All data were tabulated by the group of season (east, intermediate and west). Multivariate Discriminant Analysis (DA) was used to define the pattern of heavy metals at each temporal season. BWAF (Bio-Water Accumulation Factor) was calculated as a ratio between heavy metals concentration in molluscs to water, while BSWF (Bio-Sediment Accumulation Factor) was calculated to concentration in sediment. Linear stepwise regression analysis has been applied to define the correlation of heavy metals contamination in environment and mollusc. All statistical analyses were conducted with Past Statistical Software v3.08 [25].

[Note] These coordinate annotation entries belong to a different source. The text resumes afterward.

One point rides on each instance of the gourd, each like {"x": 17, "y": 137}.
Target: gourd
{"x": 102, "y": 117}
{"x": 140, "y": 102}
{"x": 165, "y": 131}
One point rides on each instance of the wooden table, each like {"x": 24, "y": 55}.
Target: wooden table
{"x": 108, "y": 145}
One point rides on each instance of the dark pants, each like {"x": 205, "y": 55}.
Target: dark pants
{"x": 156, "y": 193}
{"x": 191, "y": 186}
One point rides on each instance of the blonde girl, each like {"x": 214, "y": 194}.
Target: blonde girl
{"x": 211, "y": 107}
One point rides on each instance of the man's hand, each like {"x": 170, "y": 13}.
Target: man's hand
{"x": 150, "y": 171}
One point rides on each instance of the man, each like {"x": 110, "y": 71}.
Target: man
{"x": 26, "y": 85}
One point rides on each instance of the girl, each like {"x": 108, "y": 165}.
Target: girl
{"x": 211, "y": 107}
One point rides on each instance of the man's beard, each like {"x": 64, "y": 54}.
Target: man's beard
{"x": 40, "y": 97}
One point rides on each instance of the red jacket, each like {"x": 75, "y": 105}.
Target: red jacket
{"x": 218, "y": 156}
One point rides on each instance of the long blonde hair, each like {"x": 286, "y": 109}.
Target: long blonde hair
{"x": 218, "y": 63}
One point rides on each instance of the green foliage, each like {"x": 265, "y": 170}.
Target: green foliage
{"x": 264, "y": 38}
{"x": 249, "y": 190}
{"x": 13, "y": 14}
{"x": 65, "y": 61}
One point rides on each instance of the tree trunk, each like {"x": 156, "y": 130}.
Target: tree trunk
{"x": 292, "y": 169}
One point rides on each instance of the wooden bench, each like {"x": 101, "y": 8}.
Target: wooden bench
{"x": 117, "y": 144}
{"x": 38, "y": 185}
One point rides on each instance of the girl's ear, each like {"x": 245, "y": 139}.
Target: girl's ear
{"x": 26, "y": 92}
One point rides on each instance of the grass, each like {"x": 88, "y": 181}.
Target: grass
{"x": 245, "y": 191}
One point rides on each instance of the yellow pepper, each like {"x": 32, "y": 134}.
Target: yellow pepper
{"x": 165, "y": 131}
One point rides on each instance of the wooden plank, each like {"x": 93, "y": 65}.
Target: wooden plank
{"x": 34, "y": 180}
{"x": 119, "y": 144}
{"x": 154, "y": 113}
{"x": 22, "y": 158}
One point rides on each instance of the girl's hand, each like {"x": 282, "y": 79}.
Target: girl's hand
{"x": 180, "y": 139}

The order of accumulation in water layer was found as Cr > Pb > As > Co > Cd > Hg. Meanwhile, different order was found on heavy metals accumulation in sediment (Hg > Cr > Pb > Cd > As > Co) and the soft tissue of molluscs (Cd > As > Hg > Pb > Cr > Co). A significant difference (P < 0.05) of accumulation in different season was detected in almost all metals species in water, sediment and molluscs, except for Hg in mollusc, as well as between Hg and Cd in water (Figure 2). Strong discriminant functions (78.15–94.70%) that consist of almost all variables may indicate all of the heavy metals were accumulated higher on east monsoon season, particularly in sediment and mollusc (Figure 3). Small overlayed area of 95% confidence ellips between accumulation of heavy metals in water in different seasons might be caused by the insignificant concentration of Hg and Cd.
Calculation of bioaccumulation factor showed a significant different between BWAF and BSWF (Figure 4). Accumulation factor of heavy metals to water was detected significantly (P < 0.05) higher than that to sediment. However, acumulation of heavy metals in water and sediment was not detected as the only factor that determined the amount of heavy metals in the soft tissue of A. granosa. Linear stepwise regression models revealed only two heavy metals (Cr and Pb) that had a significant (P < 0.05) and moderate (R2 adjusted > 0.5) determination stepwise regression model (Table 1). Both elements (Cr and Pb) were also constructed differently. Cr in A. granosa was found directly related to the amount in sediment, while Pb to the amount in water.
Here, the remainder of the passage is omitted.